The 2.2-kb fragment of LE1 necessary for replication has several features that are common to plasmid replication origins. These features include both AT-rich regions and direct repeats. In addition, the COOH terminus of a ParA homologue (Orf3) is also present in pGKLep4, further suggesting that this region functions as the LE1 replication origin. Indeed, in P1 and P7 bacteriophages, the partitioning operon, consisting of the parA and parB genes, is adjacent to the replication origin (1, 17) and a soj or parA homologue is found near the oriC region of many bacterial chromosomes (16). Both ParA and ParB are required for plasmid stability (25). All bacterial ParA-like proteins share a specific version of the Walker A motif for ATP binding (15), which facilitates their recognition. In contrast, sequence homology among ParB homologues can be more difficult to discern. In pGKLep1, we found Orf4, 134 bp downstream of the parA homologue and transcribed in the same direction. Orf4 has no significant similarity to genes of other bacteria but is located in an arrangement suggestive of the parB counterpart of a parA-parB operon (25). Along the same lines, such a genetic organization, with a parA homologue and an adjacent ORF of unknown function (both transcribed in the same direction and of sizes similar to those of Orf3 and Orf4 of pGKLep1), was also found in the numerous B. burgdorferi plasmids (4, 17a). The high stability of pGKLep1 suggests that the plasmid partition system is complete within the 5.2-kb fragment from LE1. In contrast, the low stability of pGKLep4 in L. biflexa may be due to an incomplete partitioning system, consisting of only the 3′-terminal fragment of the parA homologue.

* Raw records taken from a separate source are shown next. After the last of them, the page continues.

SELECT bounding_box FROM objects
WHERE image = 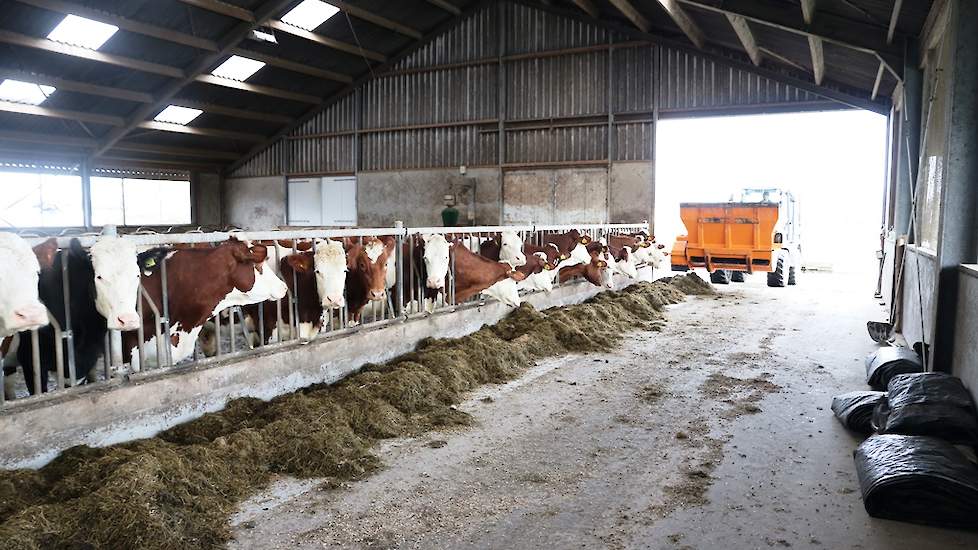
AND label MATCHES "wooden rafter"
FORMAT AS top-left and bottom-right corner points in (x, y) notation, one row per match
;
(725, 13), (761, 66)
(0, 30), (184, 78)
(645, 0), (700, 48)
(17, 0), (217, 52)
(608, 0), (651, 32)
(324, 0), (424, 40)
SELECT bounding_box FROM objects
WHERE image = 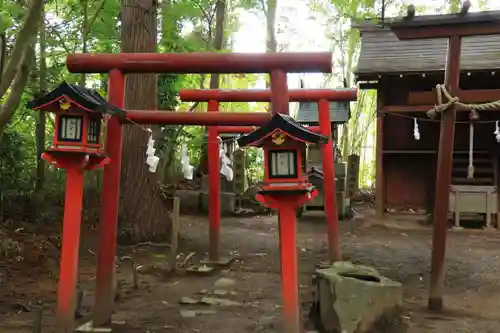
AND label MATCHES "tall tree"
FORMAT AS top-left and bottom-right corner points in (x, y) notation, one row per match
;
(210, 0), (226, 89)
(0, 0), (44, 133)
(120, 0), (169, 241)
(35, 5), (47, 192)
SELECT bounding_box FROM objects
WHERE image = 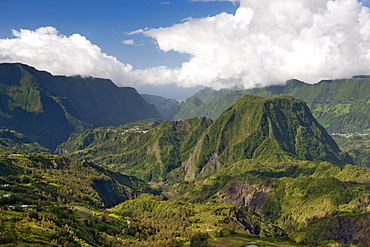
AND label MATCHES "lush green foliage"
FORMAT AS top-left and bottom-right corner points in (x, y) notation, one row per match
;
(0, 153), (156, 207)
(0, 64), (162, 149)
(333, 132), (370, 167)
(171, 78), (370, 133)
(62, 95), (351, 182)
(141, 94), (183, 121)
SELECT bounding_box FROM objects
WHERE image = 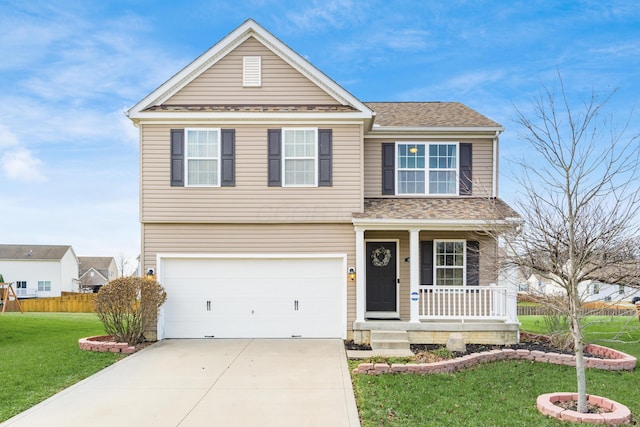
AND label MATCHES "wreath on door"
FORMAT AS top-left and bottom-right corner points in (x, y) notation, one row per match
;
(371, 246), (391, 267)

The perspectives of the availability of a shuttle vector for the genus Leptospira supplies researchers with a genetic tool for mutagenesis, complementation of mutants, regulation of gene expression, and heterologous expression of genes from other spirochetes.
The Institut Pasteur supported this work. Sabbatical leaves from West Virginia University, Morgantown, are acknowledged for N. Charon (supported by Public Health Service grant AI29743) in I. Saint Girons's and R. Hendrix's laboratories and D. Yelton (supported by USDA grant CRIS 0162600) in I. Saint Girons's laboratory. M. Picardeau thanks the Foundation de France for financial support (Prix Jacques Monod).
We thank F. Brossier for the gift of the pAT21 plasmid and the corresponding oligonucleotides; A. Labigne, C. Wandersman, A. Fouet, and P. Trieu-Cuot for helpful discussions; and G. Baranton, C. Werts, and A. Brenot for their constant interest in this work.